After a power comparison, five power ratios shown in Fig. 3(c) are derived, indicating five phase factors as $-3\pi \text{/}5$, $-2\pi \text{/}5$, $-\pi \text{/}5$, $0$, and $\pi \text{/}5$. Like the use of another five phase factors of $-4\pi \text{/}5$, $-3\pi \text{/}5$, $-2\pi \text{/}5$, $-\pi \text{/}5$, and $0$, a phase shift increment of $\pi \text{/}5$ is observed as well. To clarify the analog-to-digital conversion in a simple way, the power ratios in linear scale are shown in Fig. 4 . By setting 0.5 as the decision threshold, 5-bit digital results in the form of the circular code [26] are achieved. The full $FSR$ (i.e., 44 GHz) is divided into ten sub-ranges and each sub-range covers a measurement range of 4.4 GHz. For example, “00011” covers the sub-range of 24.2~28.6 GHz. More importantly, in the measurement range of 14~40 GHz, the experimental data (circles) are highly consistent with the theoretical trends (solid lines) and the digital results agree well with the values of the input frequencies. Therefore digital circular-code results are experimentally verified within the range of 14~40 GHz.

Due to the limit on the measurement range of the experiment setup, the experimental results cannot cover all the sub-ranges. However, seven sub-ranges out of ten have already been covered, indicating that the measurement ambiguity within a measurement range of $FSR/2$ in the previous photonic approaches [22,23] is effectively eliminated. Then a measurement range of 44 G and a resolution of 4.4 GHz would result as an effective SSB-SC modulation module is realized.

## 4. Discussions

The encoding efficiency, the sensitivity, and the stability of the proposed approach and of the experiment are discussed here with more details.

Digital circular-code results with a code length of *2N* are generated in the proposed approach and the experiment, which is regarded as a simple and minimum-error encoding way. On the one hand, compared with the Gray code or the natural binary code with a code length of *2 ^{N}*, the encoding efficiency here is lower. For instance, the number of effective bits for the 5-bit circular-code results in the experiment is 3.32. On the other hand, the circular code is much easier to be implemented for the digital frequency measurement since the phase-shifted filters with identical

*FSRs*can be designed using the same Hi-Bi element. While for the Gray code or the natural binary code results, filters with several exactly multiplied

*FSRs*are required, which are more practically difficult to develop.

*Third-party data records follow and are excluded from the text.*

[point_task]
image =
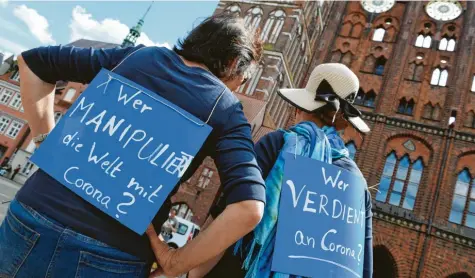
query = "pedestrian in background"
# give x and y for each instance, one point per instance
(324, 108)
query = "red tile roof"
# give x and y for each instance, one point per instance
(261, 132)
(252, 107)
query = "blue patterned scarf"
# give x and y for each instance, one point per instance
(305, 139)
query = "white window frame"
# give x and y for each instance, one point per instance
(15, 102)
(15, 126)
(427, 42)
(444, 76)
(4, 124)
(70, 93)
(451, 45)
(439, 77)
(31, 147)
(435, 77)
(254, 81)
(443, 44)
(16, 76)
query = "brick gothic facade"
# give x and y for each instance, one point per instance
(413, 84)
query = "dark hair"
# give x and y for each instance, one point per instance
(218, 41)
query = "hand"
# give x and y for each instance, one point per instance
(163, 254)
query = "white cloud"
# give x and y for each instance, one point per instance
(11, 46)
(37, 23)
(84, 26)
(10, 26)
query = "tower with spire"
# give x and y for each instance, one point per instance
(135, 31)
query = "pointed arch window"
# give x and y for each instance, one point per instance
(447, 44)
(406, 107)
(379, 65)
(16, 76)
(415, 72)
(351, 149)
(378, 35)
(431, 112)
(463, 201)
(273, 26)
(365, 99)
(424, 41)
(439, 77)
(400, 181)
(253, 17)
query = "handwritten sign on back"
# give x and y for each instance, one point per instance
(321, 226)
(122, 148)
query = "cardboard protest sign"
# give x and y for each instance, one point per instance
(321, 226)
(122, 148)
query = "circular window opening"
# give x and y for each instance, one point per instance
(256, 11)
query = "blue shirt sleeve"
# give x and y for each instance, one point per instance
(69, 63)
(236, 161)
(268, 148)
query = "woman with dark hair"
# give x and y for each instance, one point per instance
(324, 107)
(50, 231)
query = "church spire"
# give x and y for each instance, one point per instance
(135, 31)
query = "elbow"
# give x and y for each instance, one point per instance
(20, 61)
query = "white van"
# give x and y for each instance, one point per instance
(186, 231)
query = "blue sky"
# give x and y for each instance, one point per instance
(28, 24)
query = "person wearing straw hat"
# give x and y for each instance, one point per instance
(51, 231)
(324, 107)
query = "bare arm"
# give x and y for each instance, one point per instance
(236, 221)
(37, 98)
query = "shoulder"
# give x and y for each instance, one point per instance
(273, 139)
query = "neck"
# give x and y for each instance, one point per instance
(193, 64)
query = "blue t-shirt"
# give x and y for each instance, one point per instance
(191, 88)
(267, 151)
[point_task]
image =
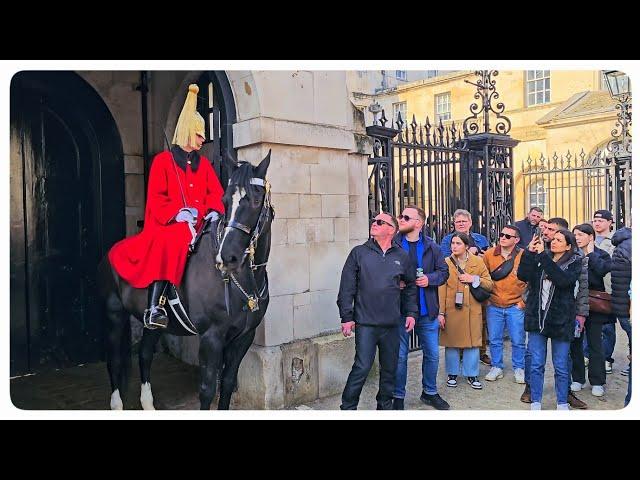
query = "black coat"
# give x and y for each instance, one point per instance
(559, 320)
(621, 272)
(599, 266)
(370, 292)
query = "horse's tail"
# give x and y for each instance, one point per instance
(125, 355)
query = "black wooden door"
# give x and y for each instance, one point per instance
(56, 229)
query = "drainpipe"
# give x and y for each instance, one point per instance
(144, 88)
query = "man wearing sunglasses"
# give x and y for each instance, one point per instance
(370, 298)
(432, 270)
(506, 304)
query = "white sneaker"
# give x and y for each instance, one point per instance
(577, 386)
(518, 375)
(494, 374)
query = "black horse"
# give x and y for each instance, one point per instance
(224, 286)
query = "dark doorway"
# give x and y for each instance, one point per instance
(67, 209)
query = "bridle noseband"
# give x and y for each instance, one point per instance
(267, 209)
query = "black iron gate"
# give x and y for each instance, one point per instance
(420, 165)
(575, 186)
(443, 168)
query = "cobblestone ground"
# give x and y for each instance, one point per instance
(175, 387)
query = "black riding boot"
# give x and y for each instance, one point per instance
(156, 316)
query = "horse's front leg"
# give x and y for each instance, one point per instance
(233, 355)
(210, 358)
(147, 346)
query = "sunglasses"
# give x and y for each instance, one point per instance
(406, 218)
(380, 222)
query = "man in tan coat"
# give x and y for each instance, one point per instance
(506, 304)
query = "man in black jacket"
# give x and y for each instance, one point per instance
(620, 284)
(371, 298)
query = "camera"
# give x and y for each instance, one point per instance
(459, 300)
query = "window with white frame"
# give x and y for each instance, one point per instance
(443, 106)
(400, 108)
(538, 195)
(538, 87)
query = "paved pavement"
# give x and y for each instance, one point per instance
(503, 394)
(175, 386)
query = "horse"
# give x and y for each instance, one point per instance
(224, 287)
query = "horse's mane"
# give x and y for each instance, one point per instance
(241, 177)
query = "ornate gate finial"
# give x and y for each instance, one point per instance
(486, 87)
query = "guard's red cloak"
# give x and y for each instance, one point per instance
(160, 251)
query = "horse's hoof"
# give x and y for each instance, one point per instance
(116, 401)
(146, 397)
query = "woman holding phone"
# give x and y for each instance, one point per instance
(551, 310)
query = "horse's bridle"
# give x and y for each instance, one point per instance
(267, 209)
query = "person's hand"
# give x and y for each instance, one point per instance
(186, 215)
(466, 278)
(409, 324)
(347, 327)
(212, 216)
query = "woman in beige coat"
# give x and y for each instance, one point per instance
(460, 314)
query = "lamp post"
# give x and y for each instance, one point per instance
(619, 147)
(620, 90)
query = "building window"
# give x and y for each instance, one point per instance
(443, 106)
(538, 195)
(538, 87)
(399, 108)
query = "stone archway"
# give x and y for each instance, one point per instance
(67, 209)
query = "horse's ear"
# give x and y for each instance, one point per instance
(261, 170)
(229, 163)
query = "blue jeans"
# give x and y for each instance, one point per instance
(537, 347)
(527, 362)
(427, 330)
(470, 361)
(609, 336)
(514, 319)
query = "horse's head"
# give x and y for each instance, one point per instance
(248, 211)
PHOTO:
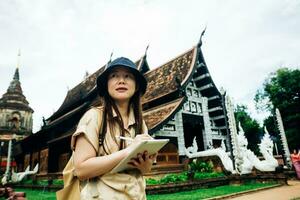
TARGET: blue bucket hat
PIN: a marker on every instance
(128, 64)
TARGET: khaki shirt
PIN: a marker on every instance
(125, 185)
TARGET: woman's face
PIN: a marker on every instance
(121, 84)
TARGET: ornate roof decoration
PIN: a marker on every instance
(165, 79)
(155, 117)
(14, 98)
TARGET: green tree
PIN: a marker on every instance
(250, 126)
(282, 90)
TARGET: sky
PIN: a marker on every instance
(61, 40)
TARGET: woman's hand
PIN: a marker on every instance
(136, 141)
(143, 162)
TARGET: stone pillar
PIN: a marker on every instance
(180, 133)
(207, 140)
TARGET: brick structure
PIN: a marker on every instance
(15, 118)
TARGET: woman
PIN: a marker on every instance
(296, 162)
(121, 85)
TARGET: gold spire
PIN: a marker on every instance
(19, 59)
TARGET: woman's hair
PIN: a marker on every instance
(109, 106)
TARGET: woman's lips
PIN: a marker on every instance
(121, 89)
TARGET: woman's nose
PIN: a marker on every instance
(121, 79)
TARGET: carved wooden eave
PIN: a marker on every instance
(169, 78)
(156, 117)
(207, 87)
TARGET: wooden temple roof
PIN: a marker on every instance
(170, 76)
(166, 79)
(155, 117)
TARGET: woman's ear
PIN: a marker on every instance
(136, 88)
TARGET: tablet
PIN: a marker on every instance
(151, 146)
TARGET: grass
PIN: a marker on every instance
(208, 193)
(188, 195)
(37, 194)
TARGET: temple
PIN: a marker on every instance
(181, 103)
(15, 117)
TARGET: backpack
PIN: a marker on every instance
(71, 189)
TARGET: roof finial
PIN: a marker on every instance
(146, 49)
(112, 53)
(19, 59)
(200, 40)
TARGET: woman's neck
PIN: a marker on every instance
(123, 109)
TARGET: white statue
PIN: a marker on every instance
(6, 175)
(246, 166)
(15, 177)
(266, 149)
(194, 147)
(283, 139)
(250, 160)
(220, 152)
(18, 177)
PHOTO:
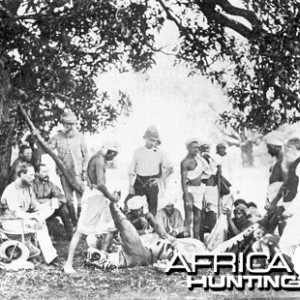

The sensitivity and the dynamic range are mostly determined by the half-wave voltage of the employed electro-optic modulator (MPZ-LN). To ensure measurement errors to be less than 0.2 GHz, the minimum power of the microwave signal should be greater than –40.2 dBm while ${V}_{\pi}=7V$. Meanwhile, the maximum power should be less than −5.6 dBm to make sure that the 2^{nd} sidebands are too small to be detected by the optical power-meter. Thus the dynamic range of the frequency measurement is 34.6 dB.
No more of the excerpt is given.